I couldn’t bear to look at him for longer than a couple seconds, so I stared at the table, the laminate curling up along the edges.
“Anyway, enough about that,” Mindy said, oblivious. “I’m gonna grab some food. You want anything?” She flung this question at me without any real warning, and my brain was still processing everything else, so for a few seconds, I gaped like a fish. “The food here is really good,” she added. “Their turkey melt panini has me in a chokehold.”
I looked up at Professor Blanchett, whose nostrils flared. Her cheesesteak was still untouched. “Actually, I’m kind of in the middle of—”
“Are you kidding? We can all eat together. Lunch is totally on us.”
Us. The word was a knife slipping between my ribs. Mindy left the table to order at the counter, but a presence hung in her wake, the third chair at our table still very much occupied. I felt a little guilty that my knee-jerk reaction was to hope someone spat in her turkey melt. Mindy hadn’t done anything wrong.
“Clara,” Teddy began, and I sprang out of my chair on autopilot. Whatever he was about to say, I didn’t think I had the heart to hear it. “I’ve been meaning to—”
“You know what,” I said, ignoring him, collecting my messenger bag off the floor. It was heavy, laden with hard copies of old essays and unofficial transcripts. Evidence that I’d meant to present to Professor Blanchett. But I couldn’t do it. I couldn’t sit around and wait for this storm to blow over. “I actually need to get going. I’m sorry,” I told her, a little frantic, “and I completely understand if this ruins my chances of getting that letter. I just—I can’t stay for lunch. I’m sorry.”
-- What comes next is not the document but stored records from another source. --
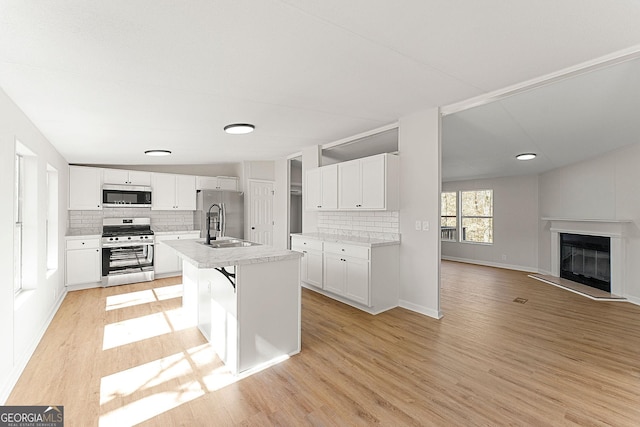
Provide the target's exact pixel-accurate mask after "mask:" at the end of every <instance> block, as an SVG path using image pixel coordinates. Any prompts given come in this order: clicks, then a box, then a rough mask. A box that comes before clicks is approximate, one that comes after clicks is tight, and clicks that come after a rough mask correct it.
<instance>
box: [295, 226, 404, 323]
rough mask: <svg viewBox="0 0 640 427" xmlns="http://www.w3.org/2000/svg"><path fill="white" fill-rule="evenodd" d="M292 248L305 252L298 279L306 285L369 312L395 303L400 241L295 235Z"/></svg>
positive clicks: (346, 303)
mask: <svg viewBox="0 0 640 427" xmlns="http://www.w3.org/2000/svg"><path fill="white" fill-rule="evenodd" d="M355 242H358V243H355ZM304 243H306V245H305V244H304ZM291 249H293V250H295V251H299V252H303V254H304V256H303V258H302V264H301V267H302V268H301V281H302V285H303V286H305V287H306V288H308V289H311V290H313V291H315V292H318V293H321V294H323V295H325V296H327V297H330V298H333V299H335V300H338V301H341V302H343V303H345V304H349V305H352V306H353V307H356V308H359V309H360V310H363V311H366V312H367V313H371V314H378V313H381V312H383V311H385V310H389V309H390V308H393V307H397V306H398V302H399V287H398V283H399V280H400V255H399V252H400V244H399V242H386V243H384V244H380V243H379V242H378V243H376V244H375V245H374V244H366V243H362V239H356V240H355V241H353V240H351V239H350V238H349V237H346V236H345V237H336V238H335V239H333V238H327V239H323V238H322V237H318V236H313V237H312V236H308V235H298V234H296V235H292V236H291ZM315 255H321V256H322V259H316V258H314V256H315ZM305 263H306V266H305ZM305 269H306V272H305ZM316 269H317V270H316ZM318 272H319V273H318ZM317 283H320V284H321V285H318V284H317ZM309 285H313V286H309Z"/></svg>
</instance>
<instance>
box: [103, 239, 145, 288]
mask: <svg viewBox="0 0 640 427" xmlns="http://www.w3.org/2000/svg"><path fill="white" fill-rule="evenodd" d="M153 258H154V245H153V243H152V242H145V243H137V242H136V243H126V244H125V243H123V244H118V245H108V246H104V245H103V247H102V285H103V286H113V285H122V284H125V283H136V282H145V281H149V280H153V279H154V274H153Z"/></svg>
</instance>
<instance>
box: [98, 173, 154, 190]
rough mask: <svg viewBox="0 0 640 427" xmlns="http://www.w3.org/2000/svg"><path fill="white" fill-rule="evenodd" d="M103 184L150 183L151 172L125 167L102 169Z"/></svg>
mask: <svg viewBox="0 0 640 427" xmlns="http://www.w3.org/2000/svg"><path fill="white" fill-rule="evenodd" d="M102 173H103V182H104V183H105V184H122V185H144V186H147V187H148V186H150V185H151V172H143V171H130V170H125V169H103V172H102Z"/></svg>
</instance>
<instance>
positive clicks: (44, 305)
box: [0, 90, 69, 404]
mask: <svg viewBox="0 0 640 427" xmlns="http://www.w3.org/2000/svg"><path fill="white" fill-rule="evenodd" d="M16 139H18V140H19V141H20V142H21V143H22V144H23V145H24V146H26V147H27V148H28V149H29V150H31V151H32V152H33V153H34V154H35V155H36V156H37V183H36V187H37V197H36V199H37V204H38V208H37V215H36V224H35V230H36V233H37V235H38V236H40V237H41V238H40V239H38V241H37V249H36V251H35V252H36V253H35V254H29V255H30V256H35V257H36V266H37V271H36V272H35V279H36V283H35V289H34V290H33V291H31V292H28V293H24V294H23V295H22V296H21V298H20V302H21V303H20V304H16V303H15V299H14V292H13V262H14V255H13V226H14V218H13V206H14V205H13V200H14V197H13V194H14V188H13V185H14V177H13V173H14V149H15V140H16ZM0 150H1V151H0V189H1V194H2V195H3V196H4V197H5V203H2V204H0V236H2V246H1V247H0V251H1V252H0V271H2V272H3V274H4V280H3V281H2V282H0V342H1V343H2V350H0V404H1V403H4V402H5V401H6V398H7V397H8V393H9V391H10V389H11V388H12V387H13V385H14V384H15V381H16V380H17V379H18V376H19V375H20V373H21V372H22V369H23V368H24V366H25V365H26V363H27V361H28V359H29V357H30V356H31V354H32V352H33V350H35V346H36V345H37V343H38V341H39V340H40V337H41V336H42V334H43V333H44V330H45V328H46V326H47V325H48V322H49V321H50V319H51V317H52V316H53V314H54V312H55V310H56V309H57V307H58V304H59V303H60V302H61V300H62V297H63V295H64V259H65V258H64V235H65V232H66V225H67V211H66V207H67V197H68V189H67V188H68V181H69V173H68V167H67V166H68V165H67V162H66V161H65V160H64V159H63V158H62V157H61V156H60V154H59V153H58V152H57V151H56V150H55V149H54V148H53V146H52V145H51V144H50V143H49V142H48V141H47V140H46V138H45V137H44V136H43V135H42V134H41V133H40V132H39V131H38V129H36V128H35V126H33V124H32V123H31V121H30V120H29V119H28V118H27V117H26V116H25V115H24V114H23V113H22V111H21V110H20V109H19V108H18V107H17V106H16V105H15V104H14V103H13V101H11V100H10V99H9V97H8V96H7V95H6V94H5V93H4V92H3V91H2V90H0ZM47 163H49V164H50V165H51V166H53V167H54V168H55V169H57V171H58V184H59V190H58V194H59V203H58V242H59V244H58V269H57V270H56V271H55V272H51V273H50V274H49V275H47V265H46V262H47V260H46V239H45V221H46V212H47V209H46V200H47V189H46V173H47Z"/></svg>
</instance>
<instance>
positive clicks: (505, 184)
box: [442, 175, 539, 271]
mask: <svg viewBox="0 0 640 427" xmlns="http://www.w3.org/2000/svg"><path fill="white" fill-rule="evenodd" d="M488 189H491V190H493V211H494V212H493V227H494V228H493V244H492V245H483V244H473V243H462V242H447V241H443V242H442V257H443V258H444V259H452V260H456V261H464V262H472V263H480V264H484V265H492V266H496V267H503V268H511V269H515V270H524V271H538V222H539V216H538V176H537V175H530V176H521V177H508V178H494V179H480V180H470V181H456V182H445V183H443V184H442V191H456V192H457V191H463V190H488Z"/></svg>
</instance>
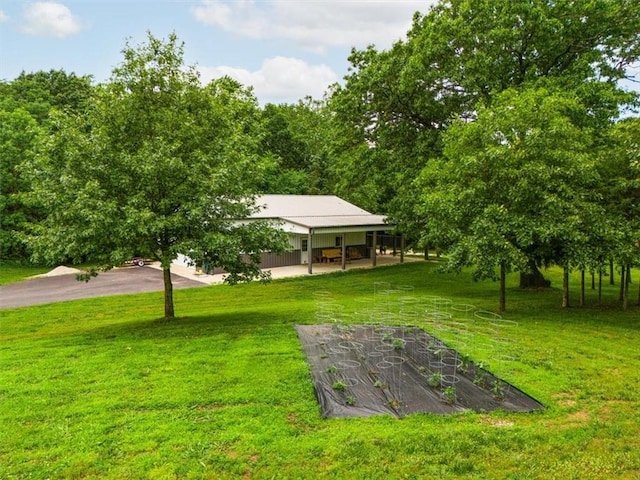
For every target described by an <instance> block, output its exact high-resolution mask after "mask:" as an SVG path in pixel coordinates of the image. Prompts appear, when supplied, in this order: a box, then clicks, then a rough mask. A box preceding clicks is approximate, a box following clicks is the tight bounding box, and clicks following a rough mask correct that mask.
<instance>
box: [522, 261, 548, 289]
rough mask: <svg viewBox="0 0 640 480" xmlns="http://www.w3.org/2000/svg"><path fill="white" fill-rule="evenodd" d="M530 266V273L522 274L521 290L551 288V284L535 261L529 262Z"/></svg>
mask: <svg viewBox="0 0 640 480" xmlns="http://www.w3.org/2000/svg"><path fill="white" fill-rule="evenodd" d="M528 266H529V271H528V272H520V288H547V287H550V286H551V282H550V281H549V280H547V279H546V278H544V276H543V275H542V272H540V270H539V269H538V266H537V265H536V262H535V261H533V260H529V262H528Z"/></svg>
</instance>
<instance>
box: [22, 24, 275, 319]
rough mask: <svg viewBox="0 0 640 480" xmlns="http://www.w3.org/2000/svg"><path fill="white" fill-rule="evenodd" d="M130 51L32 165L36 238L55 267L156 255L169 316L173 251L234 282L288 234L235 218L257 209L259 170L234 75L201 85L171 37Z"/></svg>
mask: <svg viewBox="0 0 640 480" xmlns="http://www.w3.org/2000/svg"><path fill="white" fill-rule="evenodd" d="M123 56H124V62H123V63H122V64H121V65H120V66H118V67H117V68H115V69H114V71H113V75H112V78H111V79H110V81H109V82H108V83H107V84H105V85H103V86H101V88H99V89H98V90H97V92H96V94H95V96H94V97H93V98H92V99H91V101H90V104H89V105H88V107H87V113H86V115H77V116H72V115H62V114H58V115H57V116H56V117H55V125H56V128H55V130H54V131H53V134H52V135H51V137H50V138H49V140H48V142H47V144H46V145H45V148H44V150H43V152H42V154H41V155H40V156H39V157H38V158H37V159H36V160H35V161H34V162H32V164H31V168H30V171H31V175H32V178H31V181H32V184H33V196H34V197H35V198H37V199H38V201H40V202H42V204H43V205H44V207H45V208H46V210H47V212H48V217H47V219H46V221H45V222H43V223H42V224H39V225H36V227H35V232H34V235H32V236H31V238H30V240H31V244H32V246H33V248H34V257H35V259H37V260H38V261H41V262H47V263H51V264H55V263H59V262H63V261H71V262H73V263H79V262H86V261H91V262H95V263H97V264H98V265H100V266H101V268H110V267H113V266H116V265H120V264H122V263H123V262H124V261H125V260H127V259H129V258H131V257H133V256H135V255H140V256H144V257H147V258H152V259H155V260H158V261H160V262H161V263H162V266H163V268H164V270H165V294H166V295H165V316H167V317H173V315H174V312H173V300H172V286H171V279H170V276H169V275H168V274H167V272H168V271H169V268H170V265H171V262H172V261H173V260H174V259H175V258H176V257H177V255H178V254H180V253H182V254H188V255H189V256H190V257H191V258H193V259H194V260H195V261H198V262H207V263H208V264H210V265H211V266H220V267H223V268H224V269H225V270H227V271H229V276H228V281H229V282H231V283H236V282H238V281H243V280H246V279H250V278H254V277H255V276H259V275H261V272H260V270H259V269H258V268H257V265H256V263H257V259H259V252H260V251H264V250H273V251H278V250H280V249H282V248H283V245H284V242H283V238H282V235H280V234H275V233H274V229H273V228H271V227H270V226H269V225H268V224H266V223H261V222H256V223H251V224H240V223H237V220H238V219H243V218H246V217H248V216H249V215H250V214H251V213H252V212H253V211H254V208H256V207H255V206H254V200H253V197H252V194H253V193H254V192H255V186H256V177H257V172H258V171H259V169H260V164H259V161H258V159H257V157H256V148H257V143H256V140H255V132H256V128H257V123H258V120H257V117H256V113H257V102H256V100H255V98H254V97H253V95H252V94H251V93H250V91H248V90H245V89H243V88H242V87H241V85H240V84H238V83H237V82H235V81H233V80H231V79H229V78H222V79H219V80H216V81H214V82H212V83H210V84H209V85H207V86H206V87H204V88H203V87H202V86H201V85H200V82H199V77H198V75H197V73H196V71H195V69H194V68H192V67H191V68H185V66H184V64H183V46H182V45H181V44H180V43H179V42H178V39H177V37H176V36H175V35H174V34H172V35H170V36H169V38H168V39H167V40H166V41H163V40H160V39H157V38H154V37H153V36H152V35H151V34H149V35H148V39H147V43H145V44H142V45H139V46H136V47H133V46H130V45H127V46H126V48H125V49H124V50H123ZM243 252H244V253H246V255H245V256H241V254H242V253H243ZM263 278H265V279H266V277H263Z"/></svg>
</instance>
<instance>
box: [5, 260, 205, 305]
mask: <svg viewBox="0 0 640 480" xmlns="http://www.w3.org/2000/svg"><path fill="white" fill-rule="evenodd" d="M171 278H172V280H173V288H187V287H202V286H204V284H203V283H202V282H197V281H195V280H191V279H188V278H184V277H181V276H179V275H172V277H171ZM162 290H164V282H163V279H162V271H161V270H158V269H155V268H151V267H129V268H117V269H114V270H110V271H108V272H104V273H101V274H100V275H98V276H97V277H95V278H92V279H91V280H90V281H89V282H79V281H77V280H76V276H75V274H69V275H60V276H54V277H40V278H33V279H30V280H25V281H23V282H18V283H11V284H9V285H0V308H14V307H26V306H30V305H38V304H43V303H53V302H61V301H64V300H76V299H78V298H89V297H104V296H109V295H118V294H123V293H140V292H155V291H162Z"/></svg>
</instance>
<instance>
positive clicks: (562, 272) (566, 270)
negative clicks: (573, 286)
mask: <svg viewBox="0 0 640 480" xmlns="http://www.w3.org/2000/svg"><path fill="white" fill-rule="evenodd" d="M562 307H563V308H569V267H564V270H563V272H562Z"/></svg>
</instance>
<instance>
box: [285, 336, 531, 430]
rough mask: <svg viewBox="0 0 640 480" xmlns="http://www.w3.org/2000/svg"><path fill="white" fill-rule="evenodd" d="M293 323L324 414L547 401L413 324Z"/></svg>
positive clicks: (524, 409) (452, 409) (403, 415)
mask: <svg viewBox="0 0 640 480" xmlns="http://www.w3.org/2000/svg"><path fill="white" fill-rule="evenodd" d="M296 331H297V333H298V337H299V338H300V342H301V343H302V347H303V350H304V352H305V354H306V356H307V360H308V361H309V364H310V366H311V376H312V379H313V383H314V386H315V391H316V396H317V398H318V402H319V403H320V406H321V409H322V415H323V417H325V418H329V417H368V416H371V415H384V414H388V415H394V416H397V417H402V416H404V415H408V414H411V413H418V412H424V413H436V414H449V413H455V412H460V411H464V410H474V411H478V412H482V411H491V410H497V409H503V410H508V411H517V412H530V411H534V410H539V409H542V408H544V407H543V405H542V404H541V403H539V402H538V401H536V400H535V399H533V398H531V397H530V396H529V395H527V394H525V393H524V392H522V391H521V390H519V389H518V388H516V387H514V386H513V385H510V384H508V383H507V382H504V381H502V380H501V379H499V378H497V377H496V376H494V375H492V374H491V373H490V372H488V371H485V370H482V369H481V368H480V366H478V365H476V364H474V363H473V362H472V361H469V360H467V359H463V358H462V357H461V356H460V355H458V352H456V351H455V350H453V349H450V348H448V347H447V346H446V345H444V344H443V343H442V342H440V341H439V340H438V339H437V338H435V337H433V336H430V335H429V334H427V333H425V332H424V330H422V329H420V328H417V327H391V326H388V327H382V326H368V325H350V326H348V327H347V326H337V325H296ZM434 373H436V374H437V375H433V374H434ZM436 380H437V381H438V382H437V383H438V384H437V385H434V386H430V385H429V383H430V382H432V383H435V382H436ZM447 387H452V388H447ZM446 393H448V394H449V396H448V397H447V395H445V394H446ZM454 395H455V398H453V396H454Z"/></svg>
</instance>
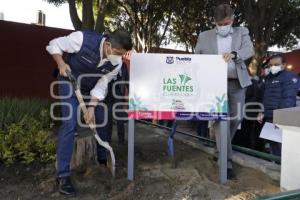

“Clara, wait—” Teddy tried to stop me, fingers closing around my arm, and I jerked back. Our eyes locked and he searched my face—quick, cursory, but enough that he came to some sort of conclusion. He released my arm with a mumbled apology, and then I was out the door, power walking down past parking meters along a shady one-way street. I glanced over my shoulder once or twice, half expecting him to come after me, to insist that I hear him out, but he didn’t.
We’d gone three whole years without speaking. But that day, the day I walked away and he chose not to follow—that was the day I finally realized that I’d lost him for good.